An Angara rocket being transported to launch. Photo: Russian Ministry of Defense

[Via Satellite 03-20-2015] In a press conference at SATELLITE 2015 for International Launch Services (ILS), the U.S. subsidiary of Russia’s Khrunichev State Research and Space Production Center, Andrey Vladimirovich Kalinovsky, the acting director of Khrunichev, discussed the imminent switchover from the Proton launch vehicle to Angara in the midst of international sanctions and a government takeover.

“The last few years were not necessarily the best ones for our enterprise,” said Kalinovsky, speaking through an interpreter. “Nevertheless we took some serious steps to overcome these difficulties. We brought in fresh blood from the neighboring industries; we brought in personnel having experience and expertise in solving similar problems. We have developed the strategic plan of improving reliability and streamlining production.”

“There will be a focus on more automation and less human involvement both in the manufacturing and the inspection,” added Phil Slack, President of ILS at the conference. “There will be more streamlining in the production of the number of plants and facilities, we will be looking at more of a streamlined production approach where metal comes in one door and a rocket goes out the other door.”

This move is part of a massive reform of the Russian space industry at large, including the creation of a sizeable and singular entity in January of this year that will effectively eliminate Roscosmos and take on the duties of the Russian space agency as well as the United Rocket and Space Corp. (URSC) — a company formed in 2013 to oversee the troubled industry. This move to a new Russian space industry, which is to be headed by Igor Komarov, current head of the URSC, obviously taps concerns  about stifling competition within the Russian space market as the entity that manufactures satellites and rockets, now purchases them as well.

“Fortunately, this is not the first state-run organization to be set up in Russia. We have plenty of experience of operating such agencies,” said Kalinovsky, citing the country’s nuclear energy corporation Rosatom and Rustech, the state-run entity responsible for technologies.

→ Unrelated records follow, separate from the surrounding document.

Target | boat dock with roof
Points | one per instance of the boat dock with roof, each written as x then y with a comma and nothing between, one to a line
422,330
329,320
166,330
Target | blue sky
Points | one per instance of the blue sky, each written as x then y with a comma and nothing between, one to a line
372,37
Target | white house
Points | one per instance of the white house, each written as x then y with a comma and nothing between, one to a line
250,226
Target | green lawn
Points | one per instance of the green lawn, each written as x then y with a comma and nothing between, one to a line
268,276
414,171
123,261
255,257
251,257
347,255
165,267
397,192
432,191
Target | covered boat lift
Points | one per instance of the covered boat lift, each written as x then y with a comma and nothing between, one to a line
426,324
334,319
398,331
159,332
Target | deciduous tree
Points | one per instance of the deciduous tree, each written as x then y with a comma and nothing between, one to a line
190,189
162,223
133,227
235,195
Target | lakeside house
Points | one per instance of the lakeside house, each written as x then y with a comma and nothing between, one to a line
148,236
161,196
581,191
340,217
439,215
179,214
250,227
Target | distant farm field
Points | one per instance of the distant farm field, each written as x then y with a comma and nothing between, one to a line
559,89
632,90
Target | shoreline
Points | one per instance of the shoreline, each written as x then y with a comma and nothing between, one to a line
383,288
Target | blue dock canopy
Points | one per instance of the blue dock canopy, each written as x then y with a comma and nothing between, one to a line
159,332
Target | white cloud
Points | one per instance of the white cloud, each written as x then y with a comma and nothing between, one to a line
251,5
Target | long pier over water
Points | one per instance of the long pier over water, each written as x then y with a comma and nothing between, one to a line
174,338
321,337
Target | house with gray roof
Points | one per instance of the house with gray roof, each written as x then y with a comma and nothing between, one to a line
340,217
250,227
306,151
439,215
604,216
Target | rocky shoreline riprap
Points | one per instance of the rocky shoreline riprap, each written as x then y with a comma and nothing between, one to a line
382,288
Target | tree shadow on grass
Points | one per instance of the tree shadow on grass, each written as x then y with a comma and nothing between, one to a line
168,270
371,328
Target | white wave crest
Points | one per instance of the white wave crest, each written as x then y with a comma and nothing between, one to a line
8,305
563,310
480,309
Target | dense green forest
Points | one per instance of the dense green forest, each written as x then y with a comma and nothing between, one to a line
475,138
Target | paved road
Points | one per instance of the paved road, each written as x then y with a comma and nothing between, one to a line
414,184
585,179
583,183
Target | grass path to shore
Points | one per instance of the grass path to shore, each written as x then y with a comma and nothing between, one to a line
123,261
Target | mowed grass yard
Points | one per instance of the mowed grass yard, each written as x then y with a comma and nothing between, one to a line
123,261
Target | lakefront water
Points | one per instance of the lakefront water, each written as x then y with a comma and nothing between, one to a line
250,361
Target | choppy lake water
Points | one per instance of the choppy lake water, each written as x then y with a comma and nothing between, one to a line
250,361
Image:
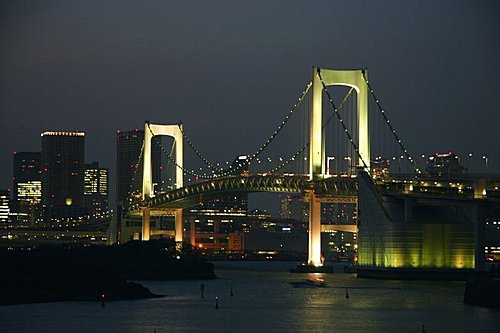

International sanctions recently imposed on Russia by the United States also raise concerns for the space industry. While representatives noted there was a slight pause in licensing as sanctions took hold, they said Khrunichev operations went completely unaffected.

“Most of the sanctions — not all, but most of the sanctions — have been focused on individuals as opposed to large sectors. We believe there’s a large interdependency between Russia and the West when it comes to space and so we believe the operations will continue without anomaly,” Slack said, referencing recently stressed relations over the International Space Station (ISS), as well as Orbital ATK’s decision to replace the Russian-made AJ26 engine on its failed rocket launch with the hopefully more reliable Russian-made RD-193.

In the midst of a shifting economic and political climate, the agency has announced the discontinuation of its Proton launch vehicle in favor of the long-awaited Angara family of rockets that, the agency says, will have three basic variants: a single core version, triple core version for medium lift, and a heavy lift version with five cores.

“Angara is a totally new product; it is based on a modular design and this universal core is becoming the fundamental for the entire family of launch vehicles who have heavy lift, medium lift and small lift capabilities. Comprehensive tests will be completed in 2021 — that’s when the vehicle will be offered commercially — and we expect by 2025 it will replace Proton entirely,” said Kalinovsky.

The agency is currently seeking customers for its Angara 1.2 launch vehicle, which was flight-tested last year and can lift an estimated 3 metric tons to Low Earth Orbit (LEO). Angara 3, the medium lift version, will be capable of handling 14 metric tons to LEO for the launch of constellations. The heavy lift version, Angara 5, is notably more complicated, however.

“We can confirm that next Angara launch of the heavy lift version will occur in early 2016,” Kalinovsky said, but the agency admitted that there were several issues that needed to be resolved before the launch. “Today, the only active launch site that’s capable of launch Angara is Plesetsk, which is high up near the Arctic Circle, and so it’s really not conducive for launching payloads to [Geostationary Transfer Orbit] GTO.”

The agency is currently building a launch site on the east cost, called Vostochny, set for completion in 2021 that will be capable of launching Angara 5. And while there will be some overlap between 2021 and 2025 while Angara is phased in and Proton is phased out, the agency is vehement that the old model has seen the last of its heyday.

“We live in a very, very competitive world and it would be more expensive to keep two different product lines going; you wouldn’t get the economies of scale, you wouldn’t get the learning curve, you wouldn’t get the economics,” Slack said.

Dmitry Rogozin, deputy prime minister of Russia, visits the new Vostochny Cosmodrome routinely to keep the project on schedule, which is now under close watch after construction delays pushed back its intended completion date.